In Agner Fog's "Optimizing subroutines in assembly language - section 11.8 Cache control instructions," he says: "Memory writes are more expensive than reads when cache misses occur in a write-back cache. A whole cache line has to be read from memory, modified, and written back in case of a cache miss. This can be avoided by using the non-temporal write instructions MOVNTI, MOVNTQ, MOVNTDQ, MOVNTPD, MOVNTPS. These instructions should be used when writing to a memory location that is unlikely to be cached and unlikely to be read from again before the would-be cache line is evicted. As a rule of thumb, it can be recommended to use non-temporal writes only when writing a memory block that is bigger than half the size of the largest-level cache."
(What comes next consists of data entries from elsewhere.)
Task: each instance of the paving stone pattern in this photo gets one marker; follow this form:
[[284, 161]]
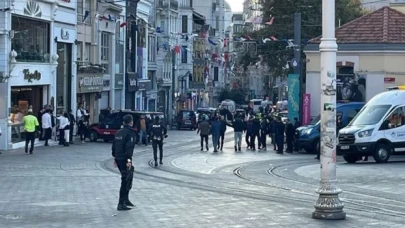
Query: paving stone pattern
[[71, 187]]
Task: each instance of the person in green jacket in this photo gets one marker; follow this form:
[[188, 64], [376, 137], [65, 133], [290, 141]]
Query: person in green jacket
[[30, 126]]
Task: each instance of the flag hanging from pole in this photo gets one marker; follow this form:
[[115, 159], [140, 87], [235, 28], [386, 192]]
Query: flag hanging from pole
[[86, 15]]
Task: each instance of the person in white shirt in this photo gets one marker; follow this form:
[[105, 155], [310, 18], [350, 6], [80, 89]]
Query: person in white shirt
[[47, 126], [81, 119], [64, 128]]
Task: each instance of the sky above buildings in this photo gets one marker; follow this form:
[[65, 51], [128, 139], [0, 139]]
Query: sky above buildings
[[236, 5]]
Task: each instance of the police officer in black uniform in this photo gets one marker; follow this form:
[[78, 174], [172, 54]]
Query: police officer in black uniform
[[158, 132], [122, 151]]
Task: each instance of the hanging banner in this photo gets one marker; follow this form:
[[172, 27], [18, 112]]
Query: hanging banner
[[293, 96], [306, 109]]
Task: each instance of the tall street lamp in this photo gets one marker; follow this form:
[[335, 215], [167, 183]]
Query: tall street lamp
[[328, 205]]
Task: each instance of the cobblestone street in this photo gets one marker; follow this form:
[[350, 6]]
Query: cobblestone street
[[78, 187]]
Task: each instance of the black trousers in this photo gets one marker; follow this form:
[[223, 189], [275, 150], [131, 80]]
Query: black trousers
[[71, 133], [126, 183], [61, 137], [29, 137], [280, 143], [289, 144], [204, 138], [48, 135], [252, 141], [247, 139], [221, 140], [263, 140], [155, 145]]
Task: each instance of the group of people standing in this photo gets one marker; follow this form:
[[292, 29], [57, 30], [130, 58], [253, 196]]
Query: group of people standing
[[217, 128], [256, 128]]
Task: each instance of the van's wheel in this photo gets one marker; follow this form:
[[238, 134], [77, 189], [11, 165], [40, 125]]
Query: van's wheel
[[93, 136], [351, 159], [382, 153]]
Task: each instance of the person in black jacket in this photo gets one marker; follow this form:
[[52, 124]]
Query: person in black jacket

From the "Intel 64 and IA-32 Architectures Software Developer's Manual Combined Volumes Oct 2019" - "These SSE and SSE2 non-temporal store instructions minimize cache pollution by treating the memory being accessed as the write combining (WC) type. If a program specifies a non-temporal store with one of these instructions and the memory type of the destination region is write back (WB), write through (WT), or write combining (WC), the processor will do the following . . . "
I thought that write-combining memory is only found in graphics cards but not in general-purpose heap memory -- and by extension that the instructions listed above would only be useful in such cases. If that's true, why would Agner Fog recommend those instructions? The Intel manual seems to suggest that it's only useful with WB, WT or WC memory, but then they say that the memory being accessed will be treated as WC.
If those instructions actually can be used in an ordinary write to heap memory, are there any limitations? How do I allocate write-combining memory?